I am currently trying to put together a python script to compare two text files (tab-separated values). The smaller file consists of one field per record of key values (e.g. much like a database primary key), whereas the larger file is comprised of a first-field key, up to thousands of fields per record, with tens of thousands of records.
I am trying to select (from the larger file) only the records which match their corresponding key in the smaller file, and output these to a new text file. The keys occur in the first field of each record.
I have hit a wall. Admittedly, I have been trying for loops, and thus far have had minimal success. I got it to display the key values of each file--a small victory!
I may be a glutton for punishment, as I am bent on using python (2.7) to solve this, rather than import it into something SQL based; I will never learn otherwise!
UPDATE: I have the following code thus far.

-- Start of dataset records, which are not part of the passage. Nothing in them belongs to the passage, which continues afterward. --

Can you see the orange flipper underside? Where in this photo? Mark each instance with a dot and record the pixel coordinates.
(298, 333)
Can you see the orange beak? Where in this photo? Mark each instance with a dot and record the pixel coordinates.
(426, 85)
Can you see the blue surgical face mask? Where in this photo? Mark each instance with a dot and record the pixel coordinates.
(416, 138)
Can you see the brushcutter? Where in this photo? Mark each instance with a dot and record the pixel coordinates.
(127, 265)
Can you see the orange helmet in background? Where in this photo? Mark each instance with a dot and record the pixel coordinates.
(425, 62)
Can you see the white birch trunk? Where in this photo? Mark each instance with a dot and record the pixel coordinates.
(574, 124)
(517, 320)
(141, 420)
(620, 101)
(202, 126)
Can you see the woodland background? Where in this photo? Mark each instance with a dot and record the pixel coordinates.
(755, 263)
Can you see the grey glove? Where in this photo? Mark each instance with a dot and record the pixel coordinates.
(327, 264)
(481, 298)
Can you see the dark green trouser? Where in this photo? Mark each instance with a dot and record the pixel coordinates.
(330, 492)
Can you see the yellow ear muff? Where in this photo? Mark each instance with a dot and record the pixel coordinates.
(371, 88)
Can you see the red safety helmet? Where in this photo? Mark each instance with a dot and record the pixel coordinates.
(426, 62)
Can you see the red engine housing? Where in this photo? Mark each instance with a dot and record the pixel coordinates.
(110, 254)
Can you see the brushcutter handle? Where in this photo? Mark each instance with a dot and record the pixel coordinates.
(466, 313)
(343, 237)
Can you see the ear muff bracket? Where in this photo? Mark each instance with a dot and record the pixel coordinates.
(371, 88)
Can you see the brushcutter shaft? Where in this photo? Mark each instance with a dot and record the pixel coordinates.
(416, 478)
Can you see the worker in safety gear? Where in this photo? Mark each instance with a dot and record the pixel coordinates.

Is the use of forward-slash correct for the write statement?
# Defining some counters, and setting them to zero.
counter_one = 0
counter_two = 0
counter_three = 0
counter_four = 0
# Defining a couple arrays for sorting purposes.
array_one = []
array_two = []
# This module opens the list of records to be selected.
with open("c:\lines_to_parse.txt") as f0:
LTPlines = f0.readlines()
for i, line in enumerate(LTPlines):
returned_line = line.split()
array_one.append(returned_line)
for line in array_one:
counter_one = counter_one + 1
# This module opens the file to be trimmed as an array.
with open('c:\target_data.txt') as f1:
targetlines = f1.readlines()
for i, line in enumerate(targetlines):
array_two.append(line.split())
for line in array_two:
counter_two = counter_two + 1
# The last module performs a logical check
# of the data and writes to a tertiary file.
with open("c:/research/results", 'w') as f2:
while counter_three <= 3: #****Arbitrarily set, to test if the program will work.
if array_one[counter_three][0] == array_two[counter_four][0]:
f2.write(str(array_two[counter_four]))
counter_three = (counter_three + 1)
counter_four = (counter_four + 1)
else:
counter_four = (counter_four + 1)